10.5.2.4 Harmonize a few district names

Show Python
import re
from district_zip_convert import district_zip_convert

def normalize_regional_high(name: str) -> str:
    """Convert TIGER-style 'Regional High School District NN' -> 'Regional School District NN'."""
    s = str(name).strip()
    s = re.sub(r"^Regional High School District\s+", "Regional School District ", s)
    return s

# 1) Normalize TIGER regional names first (geometry side)
g_ct["school_district"] = g_ct["school_district"].map(normalize_regional_high)

# 2) Then apply full converter on both sides
g_ct["school_district"] = (
    district_zip_convert(g_ct["school_district"])["school_district"].astype(str).str.strip()
)

school_district_rate_results["school_district"] = (
    district_zip_convert(school_district_rate_results["school_district"])["school_district"].astype(str).str.strip()
)

# 3) Drop TIGER "not defined" (not a real district for our purposes)
g_ct = g_ct[g_ct["school_district"] != "School District Not Defined"].copy()

# 4) Re-check mismatches
have_geom = set(g_ct["school_district"].dropna().unique())
have_data = set(school_district_rate_results["school_district"].dropna().unique())
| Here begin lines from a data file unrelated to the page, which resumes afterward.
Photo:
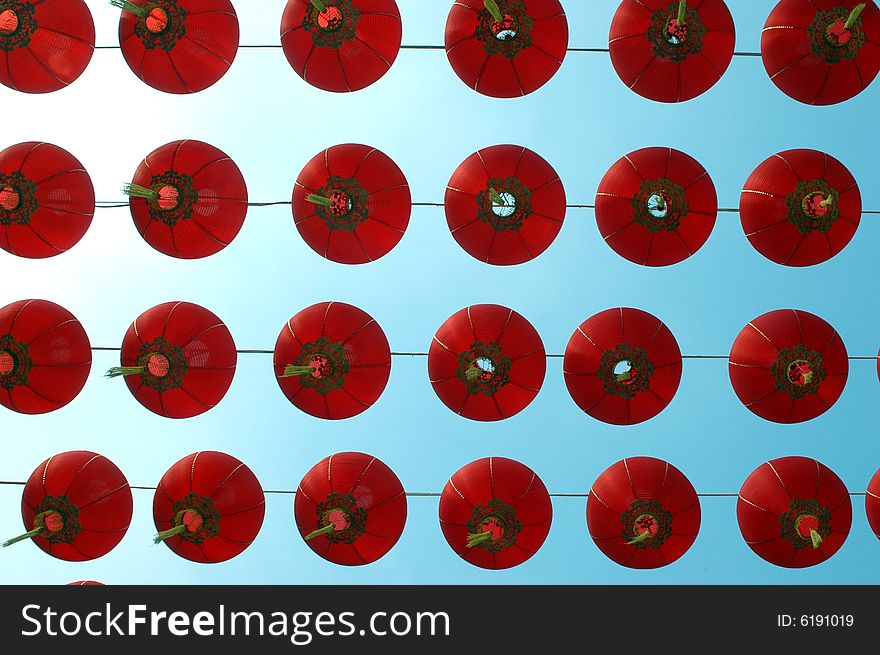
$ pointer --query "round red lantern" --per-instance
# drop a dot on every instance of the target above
(800, 207)
(656, 206)
(332, 360)
(85, 583)
(188, 199)
(671, 51)
(46, 200)
(208, 507)
(486, 363)
(788, 366)
(178, 360)
(351, 204)
(622, 366)
(178, 46)
(495, 513)
(76, 506)
(350, 508)
(643, 513)
(506, 48)
(46, 45)
(821, 52)
(872, 504)
(794, 512)
(341, 45)
(45, 357)
(505, 205)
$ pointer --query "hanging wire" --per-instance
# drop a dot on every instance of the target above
(418, 494)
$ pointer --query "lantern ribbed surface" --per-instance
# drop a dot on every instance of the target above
(788, 366)
(45, 357)
(47, 200)
(218, 500)
(505, 205)
(794, 512)
(495, 513)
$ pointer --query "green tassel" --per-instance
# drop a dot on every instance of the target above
(492, 8)
(118, 371)
(291, 370)
(167, 534)
(138, 191)
(477, 539)
(27, 535)
(641, 538)
(319, 200)
(125, 5)
(854, 15)
(327, 529)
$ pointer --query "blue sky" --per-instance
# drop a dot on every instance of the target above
(271, 123)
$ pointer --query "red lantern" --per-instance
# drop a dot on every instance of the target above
(45, 357)
(178, 46)
(788, 366)
(872, 504)
(794, 512)
(505, 205)
(341, 45)
(76, 506)
(351, 204)
(506, 48)
(332, 360)
(643, 513)
(350, 508)
(208, 507)
(671, 50)
(656, 206)
(85, 583)
(46, 200)
(800, 207)
(188, 199)
(622, 366)
(486, 363)
(46, 45)
(495, 513)
(178, 360)
(821, 52)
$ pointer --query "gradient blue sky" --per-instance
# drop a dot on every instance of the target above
(271, 123)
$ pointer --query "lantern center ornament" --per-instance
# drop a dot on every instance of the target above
(341, 203)
(798, 371)
(331, 23)
(196, 519)
(625, 370)
(18, 199)
(813, 206)
(674, 34)
(508, 36)
(483, 368)
(493, 526)
(322, 366)
(806, 523)
(660, 205)
(162, 365)
(160, 24)
(836, 35)
(17, 24)
(15, 363)
(340, 519)
(646, 524)
(504, 204)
missing_in_geom = sorted([d for d in have_data if d not in have_geom])
missing_in_data = sorted([d for d in have_geom if d not in have_data])

print("After fixing regional names:")
print("  Districts in results but not in geometry:", missing_in_geom)
print("  Districts in geometry but not in results (first 50):", missing_in_data[:50])
After fixing regional names:
  Districts in results but not in geometry: ['Woodstock School District']
  Districts in geometry but not in results (first 50): ['Oxford School District']

10.5.2.5 Some simple fix of the mismatches

Show Python
# Exclude Woodstock from mapping join (keep it in tables/results)
school_district_rate_results_map = school_district_rate_results[
    school_district_rate_results["school_district"] != "Woodstock School District"
].copy()

# Re-check mismatches after fixes
have_geom = set(g_ct["school_district"].dropna().unique())
have_data = set(school_district_rate_results_map["school_district"].dropna().unique())

missing_in_geom = sorted([d for d in have_data if d not in have_geom])
missing_in_data = sorted([d for d in have_geom if d not in have_data])

print("After fixes:")
print("  Districts in results (mapped) but not in geometry:", missing_in_geom)
print("  Districts in geometry but not in results (first 50):", missing_in_data[:50])
print("  Woodstock kept in results but excluded from map join.")
After fixes:
  Districts in results (mapped) but not in geometry: []
  Districts in geometry but not in results (first 50): ['Oxford School District']
  Woodstock kept in results but excluded from map join.

10.5.2.6 Join attributes to geometry + prepare centroids for labels

Show Python
# Join: geometry + results info (INCLUDING counts + population + rates) 
# Pick the columns we want to carry into the map GeoDataFrame
join_cols = [
    "school_district",
    "ind_beforeadj",                 
    "significance_diff_state_avg",
    "ratio",
    "rate",
    "lower",
    "upper",
    "count_15_19",                   # <-- counts (5-year total)
    "pop_15_19_times_nyear",         # <-- 5-year population
    "school_district_short",
]

missing = [c for c in join_cols if c not in school_district_rate_results.columns]
if missing:
    raise KeyError(f"school_district_rate_results is missing columns needed for mapping: {missing}")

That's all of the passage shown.